Yeah, I mean by that logic no CPU has been made "completely in house" by anyone in that time frame.
The Core line was hatched by Intel's Israeli team, which I'm sure there were quite a few engineers there that weren't hired directly by Intel fresh out of college without EVER having worked for anyone else. Even then, there's no way the P6 architecture they started from was completely cast by lifers either.

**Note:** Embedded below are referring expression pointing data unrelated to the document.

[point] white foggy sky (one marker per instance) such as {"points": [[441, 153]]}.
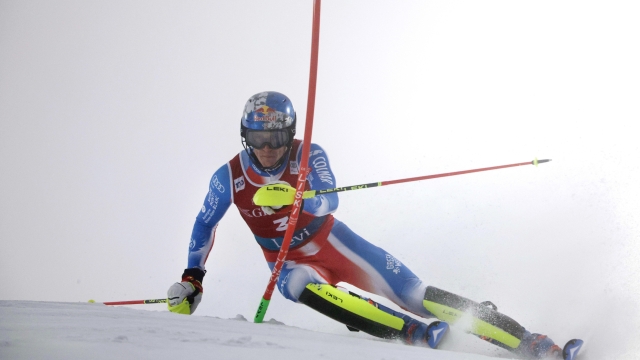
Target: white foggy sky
{"points": [[114, 115]]}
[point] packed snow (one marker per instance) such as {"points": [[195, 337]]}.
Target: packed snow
{"points": [[58, 330]]}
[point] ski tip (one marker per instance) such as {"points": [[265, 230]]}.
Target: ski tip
{"points": [[571, 349], [435, 333]]}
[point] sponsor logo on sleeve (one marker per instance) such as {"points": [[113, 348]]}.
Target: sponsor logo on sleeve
{"points": [[393, 264], [215, 183], [239, 183]]}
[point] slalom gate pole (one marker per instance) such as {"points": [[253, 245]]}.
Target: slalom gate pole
{"points": [[282, 194], [304, 170], [134, 302]]}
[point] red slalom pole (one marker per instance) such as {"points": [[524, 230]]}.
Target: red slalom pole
{"points": [[304, 170]]}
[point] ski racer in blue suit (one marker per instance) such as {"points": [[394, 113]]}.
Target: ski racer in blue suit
{"points": [[323, 251]]}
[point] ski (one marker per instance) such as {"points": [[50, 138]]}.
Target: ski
{"points": [[571, 349], [436, 332]]}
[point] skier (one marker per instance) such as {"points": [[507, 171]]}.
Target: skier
{"points": [[324, 251]]}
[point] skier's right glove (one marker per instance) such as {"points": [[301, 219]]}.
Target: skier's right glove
{"points": [[184, 297]]}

No business works that way. Engineers aren't like budding yeast, you don't don't just shore up the numbers by sitting and waiting for them to undergo binary fission. AMD was a rapidly growing company in the 90's as they transitioned from a 2nd source company to a full fledged CPU designer. It isn't shocking that they took a few lumps in their first design with the K5, they were working form the ground up in a new field for them. Even then the K5 had some notable strengths, it trounced in the Pentium in integer IPC. However, it only reached parity in FPU tasks at best and lagged behind significantly at worst. If they had been able to hit their intended clocks (roughly equal to the Pentiums of the era) the story would have been much different.

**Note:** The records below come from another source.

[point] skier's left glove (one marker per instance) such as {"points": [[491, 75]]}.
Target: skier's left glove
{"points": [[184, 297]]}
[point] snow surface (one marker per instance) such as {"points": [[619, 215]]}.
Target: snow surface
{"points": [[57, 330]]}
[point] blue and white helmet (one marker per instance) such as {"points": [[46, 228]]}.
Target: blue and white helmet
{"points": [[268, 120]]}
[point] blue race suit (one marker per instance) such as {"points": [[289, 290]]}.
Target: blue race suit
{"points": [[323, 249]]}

The only chip you could make a strong case for not being an AMD design was the K6 and there's some caveats there too. The original K6 was only on the market for about a year before it's immediate successor was released in the K6-2, so it isn't like AMD was just sitting on their hands with the design. The entire K6 line itself was only on the market for ~2 years before the Athlon came around as well, so it really was more of a transitional architecture than a technological cornerstone even if it was a major hit economically.